Manhattan and San Francisco maintain their reputations as severely inaccessible real estate markets, although it is Vancouver which leads the way as the priciest housing market in North America.
The findings of the study recently compiled by Point2 Homes may prove as an interesting read for those looking to break into the real estate market in Vancouver. The purpose of the study was to ascertain how long, on average, it would take for homeowners to pay off their properties in 50 of the highest populated real estate markets in the United States, Canada, and Mexico.
A “median multiple” was calculated by dividing the median home sale price by the median annual family income in each market, which establishes the number of years it would take to pay off a home. Wider affordability gaps are found in communities which have higher median multiples, which in turn, extends the time paying off a home. US dollars were used throughout.
Point2 Homes rated affordability by using information found in The International Housing Affordability Survey. Median multiples of 5.1 and above are considered to be housing markets which are “severely unaffordable,” the survey found. Anything at 3.0 and under is regarded as affordable.
Canada: A Severely Unaffordable Real Estate Market
The Vancouver real estate market significantly contributes to the country’s representation as severely unaffordable. With a median multiple of 17.3, which was calculated on the basis of the city’s median home sale price of $1,108,345 and median family income of $63,944, Vancouver was named as the most unaffordable market in North America.

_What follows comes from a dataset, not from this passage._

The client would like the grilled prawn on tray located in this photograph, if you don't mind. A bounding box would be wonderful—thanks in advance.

You have to move down to 13th place to find another Canadian city on the list, Toronto, at 7.5. The gulf between both cities, to put it in perspective, means a homeowner in Toronto could potentially pay off their home ten years earlier than a homeowner in Vancouver.
A little further down the list at 14th place sits Mississauga at 7.4, while 31st and 32st places, occupied by Montreal and Calgary, were rated at 4.2 and 4.1, respectively.
The United States Housing Market: Seriously Unaffordable
Some may be surprised to learn that Manhattan or San Francisco do not top the study’s list of unaffordable housing markets. The reason for this is that Vancouver has a significantly lower median family income than both, which in turn, leads to a higher rating than those areas on account of a greater affordability gap.
Manhattan and San Francisco rank highest in terms of US cities, however, followed closely by Brooklyn at 13.1 and Los Angeles at 12.1. The most affordable real estate market in North America is found in Detroit, in the United States, which has an affordability rating of 1.8, which ranks it lower than Winnipeg in Canada (3.4) and Monterrey in Mexico (2.7).
Canada Heads the List of Unaffordable Countries in North America
Ahead of the United States and Mexico by some distance, Canada takes the top spot in terms of unaffordable real estate with a severely unaffordable median multiple of 7.5. This figure is based on an annual median family income of $64,752 and a median home price of $485,680.
The United States’ real estate market is seriously unaffordable, scoring a median multiple of 4.6. The country’s annual family income of $56,516 coupled with a median price per home of $258,300 means that it sits above Mexico, which ranks at 3.3. With a moderately unaffordable housing market, Mexico’s ratings were calculated on an annual median family income of $12,806 and a median home price of $41,748.